Anyone who litigates exempt misclassification cases is familiar with the issue of concurrent duties. Plaintiff's lawyers like to argue a head-and-hands analysis, which essentially urges the court to pay attention to what the hands are doing. A manager who is wiping up spilled soda while simultaneously observing that his employees are not stripping off their mandatory work uniforms, beating customers with sticks and leaving work early isn't really doing management tasks while his hands grip the mop, notwithstanding his eyes darting across the store every few seconds. Employer's lawyers focus on concurrent duties, suggesting that a manager who wears many "hats" is engaged in management activities whenever one of those "hats" is a manager's hat.
One of the best published opinions regarding the executive exemption was Murphy v. Kenneth Cole Productions, Inc. (2005) 134 Cal.App.4th 728. In it, the First District Court of Appeal wrote a seven page analysis, at pages 7-14 of the slip opinion, under the sections entitled Overtime Compensation and Exempt Employees, Governing Regulations – Executive Exemption, Authority to Hire or Fire, Exercises Discretion and Independent Judgment, and Primarily Engaged in Exempt Duties. The analysis is great, and it includes one of our favorite lines ever written in any such analysis:
"Murphy was a nominal coxswain who performed most of the time as an oarsman alongside the rest of the crew."
Once the Supreme Court granted review of Murphy, under the California Rules of Court, it became improper to cite the Court of Appeal's opinion. The Supreme Court did not address the exempt/non-exempt issue on review, so it all that wonderful language just disappeared into the dustbin. Or did it?
We were arguing one of the appeals in our class actions a few months back when we saw another lawyer in another case stammer a bit when arguing a point on which his brief had relied heavily upon a case that had since been ordered reviewed. "Argue the rationale," the Justice told him. "You need not cite the case." So certainly one can argue the points raised in the Murphy opinion. But should you mention where you got that analysis?

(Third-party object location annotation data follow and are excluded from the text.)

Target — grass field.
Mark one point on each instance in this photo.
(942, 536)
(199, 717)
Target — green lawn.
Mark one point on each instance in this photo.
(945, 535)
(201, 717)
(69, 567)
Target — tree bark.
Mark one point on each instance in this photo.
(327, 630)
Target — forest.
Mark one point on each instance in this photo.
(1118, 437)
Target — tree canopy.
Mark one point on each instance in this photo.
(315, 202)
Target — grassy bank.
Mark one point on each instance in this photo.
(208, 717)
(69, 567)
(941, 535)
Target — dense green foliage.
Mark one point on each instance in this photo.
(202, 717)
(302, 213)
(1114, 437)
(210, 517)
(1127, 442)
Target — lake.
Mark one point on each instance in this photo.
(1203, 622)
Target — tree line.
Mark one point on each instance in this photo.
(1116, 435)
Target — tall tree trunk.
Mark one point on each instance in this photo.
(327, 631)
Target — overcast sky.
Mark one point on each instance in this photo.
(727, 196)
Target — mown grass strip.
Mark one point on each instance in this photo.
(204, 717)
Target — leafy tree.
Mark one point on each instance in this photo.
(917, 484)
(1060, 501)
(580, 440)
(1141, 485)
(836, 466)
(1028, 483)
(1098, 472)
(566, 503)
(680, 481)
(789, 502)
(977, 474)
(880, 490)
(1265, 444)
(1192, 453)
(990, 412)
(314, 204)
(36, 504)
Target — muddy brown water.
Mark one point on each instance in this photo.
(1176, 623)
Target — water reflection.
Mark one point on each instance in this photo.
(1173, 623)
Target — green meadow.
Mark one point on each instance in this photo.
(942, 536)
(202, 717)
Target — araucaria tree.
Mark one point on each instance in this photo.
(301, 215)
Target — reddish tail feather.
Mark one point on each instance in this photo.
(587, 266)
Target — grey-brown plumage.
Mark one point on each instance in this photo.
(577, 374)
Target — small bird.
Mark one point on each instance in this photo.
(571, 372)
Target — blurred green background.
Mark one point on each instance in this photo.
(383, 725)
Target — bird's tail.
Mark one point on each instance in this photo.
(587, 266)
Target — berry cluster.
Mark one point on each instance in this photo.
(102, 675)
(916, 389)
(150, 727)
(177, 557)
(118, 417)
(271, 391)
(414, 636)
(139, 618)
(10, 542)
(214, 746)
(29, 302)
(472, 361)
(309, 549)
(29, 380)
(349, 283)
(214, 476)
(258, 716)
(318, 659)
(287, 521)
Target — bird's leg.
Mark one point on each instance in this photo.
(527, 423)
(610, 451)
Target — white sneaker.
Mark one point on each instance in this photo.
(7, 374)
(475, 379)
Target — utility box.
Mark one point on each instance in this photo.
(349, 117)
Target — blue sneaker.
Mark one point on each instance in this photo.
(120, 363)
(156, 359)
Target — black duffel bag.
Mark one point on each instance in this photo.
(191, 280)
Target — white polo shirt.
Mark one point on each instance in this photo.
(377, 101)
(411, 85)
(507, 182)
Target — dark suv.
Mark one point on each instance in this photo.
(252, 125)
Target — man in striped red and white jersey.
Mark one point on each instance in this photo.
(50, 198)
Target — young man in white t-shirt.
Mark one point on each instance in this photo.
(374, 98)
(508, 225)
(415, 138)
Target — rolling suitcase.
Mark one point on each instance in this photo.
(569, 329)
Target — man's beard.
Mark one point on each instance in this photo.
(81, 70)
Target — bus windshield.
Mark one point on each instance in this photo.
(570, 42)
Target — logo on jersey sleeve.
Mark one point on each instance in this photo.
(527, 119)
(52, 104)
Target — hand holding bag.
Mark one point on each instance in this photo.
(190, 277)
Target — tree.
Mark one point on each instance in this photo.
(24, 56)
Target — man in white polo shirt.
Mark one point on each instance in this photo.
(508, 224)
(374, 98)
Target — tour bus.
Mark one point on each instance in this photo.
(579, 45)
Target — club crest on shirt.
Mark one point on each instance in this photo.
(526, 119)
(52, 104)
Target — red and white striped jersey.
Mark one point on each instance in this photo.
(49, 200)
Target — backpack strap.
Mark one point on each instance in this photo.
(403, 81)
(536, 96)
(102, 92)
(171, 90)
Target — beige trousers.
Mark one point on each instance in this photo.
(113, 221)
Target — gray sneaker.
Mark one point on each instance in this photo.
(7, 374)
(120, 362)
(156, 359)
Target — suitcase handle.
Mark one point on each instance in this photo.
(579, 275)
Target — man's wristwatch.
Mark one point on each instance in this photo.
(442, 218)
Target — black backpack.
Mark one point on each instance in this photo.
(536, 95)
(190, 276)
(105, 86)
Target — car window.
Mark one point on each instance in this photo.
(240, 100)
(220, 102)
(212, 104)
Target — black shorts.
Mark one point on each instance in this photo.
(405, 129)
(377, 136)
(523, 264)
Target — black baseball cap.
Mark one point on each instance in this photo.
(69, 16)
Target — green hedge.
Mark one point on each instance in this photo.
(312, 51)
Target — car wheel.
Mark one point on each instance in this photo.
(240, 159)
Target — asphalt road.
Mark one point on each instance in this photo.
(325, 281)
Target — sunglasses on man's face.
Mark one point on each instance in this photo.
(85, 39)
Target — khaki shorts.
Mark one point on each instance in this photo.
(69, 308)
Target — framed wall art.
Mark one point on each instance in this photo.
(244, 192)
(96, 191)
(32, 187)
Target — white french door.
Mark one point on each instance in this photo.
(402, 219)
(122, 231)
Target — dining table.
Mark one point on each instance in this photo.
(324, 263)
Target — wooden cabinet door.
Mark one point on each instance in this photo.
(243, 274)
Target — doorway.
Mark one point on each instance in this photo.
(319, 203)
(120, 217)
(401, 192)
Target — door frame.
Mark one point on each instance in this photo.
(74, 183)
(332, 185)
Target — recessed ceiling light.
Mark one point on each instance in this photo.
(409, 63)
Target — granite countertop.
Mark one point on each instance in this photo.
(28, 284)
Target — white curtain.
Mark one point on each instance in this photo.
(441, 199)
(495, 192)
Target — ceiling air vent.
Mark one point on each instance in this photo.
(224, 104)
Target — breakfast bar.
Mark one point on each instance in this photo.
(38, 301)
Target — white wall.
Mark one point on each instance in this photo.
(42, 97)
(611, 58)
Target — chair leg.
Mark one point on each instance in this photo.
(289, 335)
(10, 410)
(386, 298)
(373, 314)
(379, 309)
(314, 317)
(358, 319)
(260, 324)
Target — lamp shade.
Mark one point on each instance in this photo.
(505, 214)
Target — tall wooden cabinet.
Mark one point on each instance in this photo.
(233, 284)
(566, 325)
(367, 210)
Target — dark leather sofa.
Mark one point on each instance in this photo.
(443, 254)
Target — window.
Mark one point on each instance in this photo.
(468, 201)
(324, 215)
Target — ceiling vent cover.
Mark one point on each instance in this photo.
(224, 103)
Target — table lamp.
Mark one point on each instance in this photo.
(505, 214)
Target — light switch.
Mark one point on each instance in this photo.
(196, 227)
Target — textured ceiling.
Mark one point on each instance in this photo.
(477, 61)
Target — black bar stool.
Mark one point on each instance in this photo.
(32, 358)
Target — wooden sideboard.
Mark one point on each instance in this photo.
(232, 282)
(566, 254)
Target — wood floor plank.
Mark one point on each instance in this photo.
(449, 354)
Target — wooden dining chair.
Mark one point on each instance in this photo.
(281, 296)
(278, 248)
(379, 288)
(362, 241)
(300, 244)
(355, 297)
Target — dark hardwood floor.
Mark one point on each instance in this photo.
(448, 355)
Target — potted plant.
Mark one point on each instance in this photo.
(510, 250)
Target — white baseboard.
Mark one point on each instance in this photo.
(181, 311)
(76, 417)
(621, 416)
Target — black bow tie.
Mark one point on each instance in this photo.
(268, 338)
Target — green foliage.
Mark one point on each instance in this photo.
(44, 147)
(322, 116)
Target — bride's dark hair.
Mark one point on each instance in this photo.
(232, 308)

There was an interesting discussion a few weeks ago on the Volokh Conspiracy regarding an attorney named Peter Cannon, who was sanctioned by a court in Iowa for plagiarizing in his briefs from a law review article that he did not mention. The case is In re Burghoff (S.D. Iowa Aug. 21). The U.S. Bankruptcy Court had this to say about Mr. Cannon using another person's analysis without attribution:
It is a violation of the Iowa Rules of Professional Conduct for an attorney to "engage in conduct involving dishonesty, fraud, deceit, or misrepresentation." Iowa Rules of Prof'l Conduct R. 32:8.4. Plagiarism, which is "[t]he deliberate and knowing presentation of another person's original ideas or creative expressions as one's own," Black's Law Dictionary (8th ed. 2004), is a form of misrepresentation. Iowa Supreme Court Bd. of Prof'l Ethics & Conduct v. Lane, 642 N.W.2d 296, 300 (2002); accord In re Lamberis, 443 N.E.2d 549 (Ill. 1982) (finding plagiarism constitutes deceit under Illinois Code of Professional Responsibility); cf. United States v. Jackson, 64 F.3d 1213, 1219 n.2 (8th Cir. 1995) (disapproving of a brief that "directly track[ed]" a circuit court opinion which the attorney did not cite)....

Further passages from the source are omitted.